Exemplos históricos: Rússia e China
O professor relembra que na Rússia pré-Revolução de 1917, o social-democrata e último primeiro-ministro do Governo Provisório Russo, Alexander Kerensky, foi incapaz de levar a paz e a modernização capitalista àquele país. Abriu caminho para os bolcheviques deflagrarem o movimento revolucionário e criar a hoje extinta União das Repúblicas Socialistas Soviéticas (URSS).
Na China ocorreu um processo similar ao soviético. O liberal Chiang Kai-shek foi incapaz de levar adiante as tarefas básicas de uma revolução burguesa e preferiu se aliar aos Estados Unidos da América (EUA). O resultado foi que o Partido Comunista da China tomou o lugar histórico que seria da burguesia.
Para Jabbour, a revolução brasileira passa por um processo de reindustrialização do Brasil, com a formação de um novo proletariado urbano ー que a direita nacional tem se mostrado incapaz de tocar adiante ー e um processo de modernização baseado em planejamento de longo prazo.
Teoria do Projetamento de Ignácio Rangel
Jabbour recordou que iniciou a pesquisa sobre a China motivado pelo interesse em descobrir se o socialismo, sob o ponto de vista econômico, era possível de ser aplicado. Desde 1996 ele escreve sobre o tema. Àquela época, a experiência soviética já havia chegado ao fim, mas o país asiático, a despeito de todas as contradições, persistiu no modo de produção socialista.
A partir do pensamento de Ignácio Rangel, descreve o professor, ele constatou que, na China, o desenvolvimento ocorria fora do que as teorias econômicas previam e havia novos elementos. Ele cita que em 2008, em decorrência da crise financeira, o gigante comunista lançou um pacote de US$ 690 bilhões de investimento. Essas medidas foram executadas por 96 grandes conglomerados empresariais estatais ー cada um deles do porte da Petrobras ー com a participação de 30 bancos estatais de desenvolvimento. A partir daí Jabbour começou a estudar novamente as políticas industriais chinesas do século 21.
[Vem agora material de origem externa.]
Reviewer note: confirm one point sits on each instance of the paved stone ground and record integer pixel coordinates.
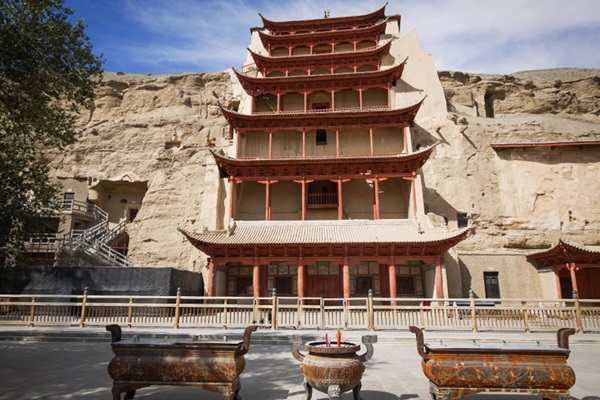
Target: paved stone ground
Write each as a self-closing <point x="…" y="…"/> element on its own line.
<point x="73" y="368"/>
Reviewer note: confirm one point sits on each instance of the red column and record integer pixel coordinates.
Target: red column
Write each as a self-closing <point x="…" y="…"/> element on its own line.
<point x="270" y="144"/>
<point x="346" y="278"/>
<point x="392" y="278"/>
<point x="558" y="286"/>
<point x="231" y="196"/>
<point x="439" y="281"/>
<point x="268" y="201"/>
<point x="572" y="269"/>
<point x="210" y="287"/>
<point x="360" y="98"/>
<point x="340" y="202"/>
<point x="376" y="189"/>
<point x="256" y="278"/>
<point x="303" y="200"/>
<point x="300" y="277"/>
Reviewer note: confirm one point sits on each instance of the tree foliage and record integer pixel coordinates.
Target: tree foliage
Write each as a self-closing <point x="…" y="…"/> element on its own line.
<point x="47" y="73"/>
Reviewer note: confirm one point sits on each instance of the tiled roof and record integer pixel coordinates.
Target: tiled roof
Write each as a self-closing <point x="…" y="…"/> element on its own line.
<point x="566" y="252"/>
<point x="325" y="232"/>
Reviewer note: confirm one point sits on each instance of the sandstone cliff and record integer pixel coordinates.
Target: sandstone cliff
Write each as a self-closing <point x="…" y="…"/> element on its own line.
<point x="161" y="128"/>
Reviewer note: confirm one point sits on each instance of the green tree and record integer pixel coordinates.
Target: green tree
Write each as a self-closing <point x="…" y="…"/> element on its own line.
<point x="47" y="73"/>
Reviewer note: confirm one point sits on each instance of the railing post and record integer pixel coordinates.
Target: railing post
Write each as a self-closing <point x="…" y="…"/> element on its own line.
<point x="83" y="307"/>
<point x="577" y="305"/>
<point x="525" y="317"/>
<point x="371" y="311"/>
<point x="32" y="312"/>
<point x="130" y="312"/>
<point x="299" y="312"/>
<point x="473" y="311"/>
<point x="177" y="304"/>
<point x="274" y="310"/>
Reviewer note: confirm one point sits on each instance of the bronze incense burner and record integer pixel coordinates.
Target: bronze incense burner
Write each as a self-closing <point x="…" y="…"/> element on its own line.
<point x="333" y="370"/>
<point x="210" y="365"/>
<point x="460" y="370"/>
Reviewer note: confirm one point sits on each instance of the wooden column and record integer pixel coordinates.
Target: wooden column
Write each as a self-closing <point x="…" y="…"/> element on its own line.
<point x="376" y="213"/>
<point x="256" y="278"/>
<point x="573" y="268"/>
<point x="346" y="277"/>
<point x="268" y="201"/>
<point x="392" y="277"/>
<point x="231" y="196"/>
<point x="340" y="202"/>
<point x="210" y="287"/>
<point x="439" y="281"/>
<point x="303" y="143"/>
<point x="558" y="285"/>
<point x="360" y="98"/>
<point x="300" y="277"/>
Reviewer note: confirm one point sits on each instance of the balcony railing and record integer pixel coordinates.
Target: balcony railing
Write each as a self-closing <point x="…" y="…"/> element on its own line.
<point x="370" y="313"/>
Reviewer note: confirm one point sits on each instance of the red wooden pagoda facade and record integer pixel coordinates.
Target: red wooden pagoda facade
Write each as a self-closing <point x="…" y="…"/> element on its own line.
<point x="322" y="194"/>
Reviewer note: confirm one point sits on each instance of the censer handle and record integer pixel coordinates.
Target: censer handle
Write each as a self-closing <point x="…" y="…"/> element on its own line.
<point x="296" y="343"/>
<point x="368" y="341"/>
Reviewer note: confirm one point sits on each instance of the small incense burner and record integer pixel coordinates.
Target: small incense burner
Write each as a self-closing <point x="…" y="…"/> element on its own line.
<point x="333" y="370"/>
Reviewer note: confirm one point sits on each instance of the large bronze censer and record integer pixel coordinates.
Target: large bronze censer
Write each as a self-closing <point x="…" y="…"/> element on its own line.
<point x="460" y="370"/>
<point x="333" y="369"/>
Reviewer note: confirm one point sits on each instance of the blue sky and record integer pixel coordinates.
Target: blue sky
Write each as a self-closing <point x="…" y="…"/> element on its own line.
<point x="485" y="36"/>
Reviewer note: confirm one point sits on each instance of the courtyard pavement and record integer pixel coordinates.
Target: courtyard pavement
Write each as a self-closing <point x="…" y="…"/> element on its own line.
<point x="71" y="363"/>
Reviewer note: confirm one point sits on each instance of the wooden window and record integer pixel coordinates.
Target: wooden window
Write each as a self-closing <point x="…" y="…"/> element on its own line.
<point x="321" y="137"/>
<point x="492" y="285"/>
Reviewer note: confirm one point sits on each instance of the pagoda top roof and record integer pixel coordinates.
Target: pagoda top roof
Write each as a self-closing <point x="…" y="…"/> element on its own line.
<point x="323" y="23"/>
<point x="325" y="37"/>
<point x="347" y="118"/>
<point x="565" y="252"/>
<point x="320" y="59"/>
<point x="340" y="237"/>
<point x="347" y="80"/>
<point x="363" y="166"/>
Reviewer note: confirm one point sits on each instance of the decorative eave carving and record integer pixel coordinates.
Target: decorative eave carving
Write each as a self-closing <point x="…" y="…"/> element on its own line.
<point x="415" y="244"/>
<point x="385" y="165"/>
<point x="564" y="253"/>
<point x="323" y="23"/>
<point x="369" y="33"/>
<point x="361" y="57"/>
<point x="365" y="80"/>
<point x="317" y="119"/>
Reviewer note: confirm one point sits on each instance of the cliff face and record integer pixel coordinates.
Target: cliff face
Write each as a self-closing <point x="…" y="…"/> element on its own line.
<point x="522" y="198"/>
<point x="159" y="130"/>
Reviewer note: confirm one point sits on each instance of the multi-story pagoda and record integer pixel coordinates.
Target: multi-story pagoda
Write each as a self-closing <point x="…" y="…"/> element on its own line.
<point x="323" y="196"/>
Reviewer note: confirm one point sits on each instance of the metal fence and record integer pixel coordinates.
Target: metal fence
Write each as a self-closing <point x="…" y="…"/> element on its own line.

Na pesquisa, o geógrafo constatou que, em 2006, a China lançou um ambicioso programa de marcas próprias que marcou o desacoplamento tecnológico dos EUA e do Japão e o surgimento de tecnologias de ponta como o 5G, a Inteligência Artificial e o Big Data.
“Eu percebi que a China, ao pegar essas plataformas tecnológicas novas a partir das suas estatais, passou a aplicar isso tudo à economia real e a partir disso elevou-se a capacidade de planificar a economia.”
Economia planejada para prever o futuro
Quando a China conseguiu elevar a capacidade de planejar a própria economia, duas ocorrências se tornam muito claras. A primeira foi a capacidade de previsão de futuro em um ambiente econômico muito instável do ponto de vista internacional.
“A financeirização aumenta a instabilidade financeira econômica do mundo e as crises econômicas são cada vez mais curtas entre um período e outro. A China consegue criar condições de previsibilidade muito grandes para enfrentar essas instabilidades internacionais.”
A segunda ocorrência, na análise do professor, é a enorme capacidade chinesa de intervir sobre o território, como nem a URSS no seu tempo mais duro foi capaz de fazer. Ele explica que quando o domínio do homem sobre a natureza é ampliado como no caso da China, não é mais possível analisar esse país a partir de marcos conceituais criados há 40 anos, 50 anos. Surgem novos desafios, novas necessidades e novas regularidades a serem descobertas e classificadas.
Economia chinesa x economia brasileira
Jabbour comenta que o projetamento adotado pela China, baseado na capacidade de intervenção de Estado na economia, faz com que a chamada lei do valor perca a mobilidade e permita ao poder estatal realizar grandes projetos de longo prazo. Já na economia como a brasileira, essa a lei do valor age livremente porque o Estado está fora da economia.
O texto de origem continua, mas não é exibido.